Yes, Birth Control Should Be Sold Over The Counter

In a surprising show of bipartisanship, Sen. Ted Cruz (R – TX) and Rep. Alexandria Ocasio-Cortez (D -NY) have suggested legislation that would finally make birth control pills available for purchase over the counter instead of requiring a prescription. I’ve been saying for years that women should have easier access to vital contraceptives without the expense and inconvenience of a doctor visit, but many commenters online disagree.

As I’ve written about before, I recently switched to Nurx to obtain my supplies after my old doctor’s office refused to refill my prescription without an office visit. I love my new telemedicine option, but I’m also lucky enough to live in a state where telemedicine services exist. Not everyone is so lucky. Many women live in areas where Nurx and other similar services aren’t allowed to operate, and many also don’t have access to Planned Parenthood in their area.
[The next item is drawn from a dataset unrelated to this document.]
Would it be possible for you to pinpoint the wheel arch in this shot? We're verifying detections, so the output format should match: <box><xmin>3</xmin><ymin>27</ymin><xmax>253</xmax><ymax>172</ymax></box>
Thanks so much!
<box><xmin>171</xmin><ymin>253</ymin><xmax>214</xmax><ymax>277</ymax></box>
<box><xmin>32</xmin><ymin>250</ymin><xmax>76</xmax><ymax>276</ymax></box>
With all of the draconian new abortion laws being dreamt up currently by old rich white men who want nothing more than to control women by forcing pregnancy and birth, it’s more imperative than ever that we have access to contraception.

I’m not going to argue on behalf of women who use birth control to help with their cycles or to control PCOS because anyone with half a brain already knows that’s important. I’m arguing on behalf of women who simply enjoy sex and don’t wish to become pregnant. The people who want to limit affordable access to birth control only want to do so because their religion dictates that they control women’s sexuality and punish women for refusing to stay in the kitchen barefoot and pregnant, subservient to the almighty penis-gods. So no, I’m not going to make up some exception for a “legitimate” medical need for birth control. Having a healthy sex life (regardless of your relationship status) IS a legitimate medical reason to use contraception. Women like sex too; die mad about it already.

Opponents of OTC birth control typically come from two different camps. The first one is the religious extremists who think no one should be having sex unless they’re trying to have a baby. Just keep my legs closed? Great idea! My husband and I decided before we even got married that we don’t want to have kids, but that doesn’t mean we should have a completely sexless marriage. Come on now, let’s be realistic. ๐Ÿ™„๐Ÿ™„๐Ÿ™„

The other camp are the ones I think of as sheeple. They believe they need a professional to hold their hand in every life decision and have no faith in a person’s ability to take care of themselves. They’re the ones running to the doctor every time they get a common cold. They argue that a doctor should be prescribing all birth control because it can have risks (like everything else in life). Anyone who uses birth control knows about the risks because they’re clearly spelled out in the booklet that comes with every pack. It’s our decision to take THAT risk rather than risking an unwanted and potentially life-threatening pregnancy. There are risks associated with taking Tylenol too, but when is the last time you had to make an appointment at your doctor’s office for a headache? A responsible adult can manage these things without wasting a doctor’s time and their money.

Besides giving women more control over their own lives and acknowledging that it’s perfectly okay for us to have enjoyable and consequence-free sex, the biggest reason to offer birth control over the counter is to help low-income women and the uninsured. A low-income woman living in a rural area with no health insurance and limited transportation options isn’t going to be able to afford $200 plus a taxi ride to sit in a doctor’s office for 15 minutes and be grilled about her sex life. If she can’t afford a single appointment, how exactly is she to afford the medical bills associated with a potential unplanned pregnancy and birth? Even if they have to eat some extra ramen to work it into the budget, many women would find a way to walk down to Joe Bob’s drugstore and pick up a pack of generic brand pills in order to protect themselves (and I can say that because I’ve been uninsured and underemployed before; I paid out of pocket when I made too much money to qualify for assistance but not enough to afford health insurance…it’s all about prioritizing).

The one and only concern I have about this is how to control the costs. Currently, I’m lucky enough to be insured through my husband’s employer, so my supplies are free. If it became an OTC product, insurance likely wouldn’t cover it, so there would have to be some thought as to how to keep it affordable. I take Claritin every day too, and that used to be prescription-only. It costs about $15 for a month’s supply of generic brand OTC Claritin (same as my current birth control would be without insurance). As long as the prices didn’t skyrocket, I think I’d be okay with buying birth control over the counter, especially if it would help bring greater access to other women who need it.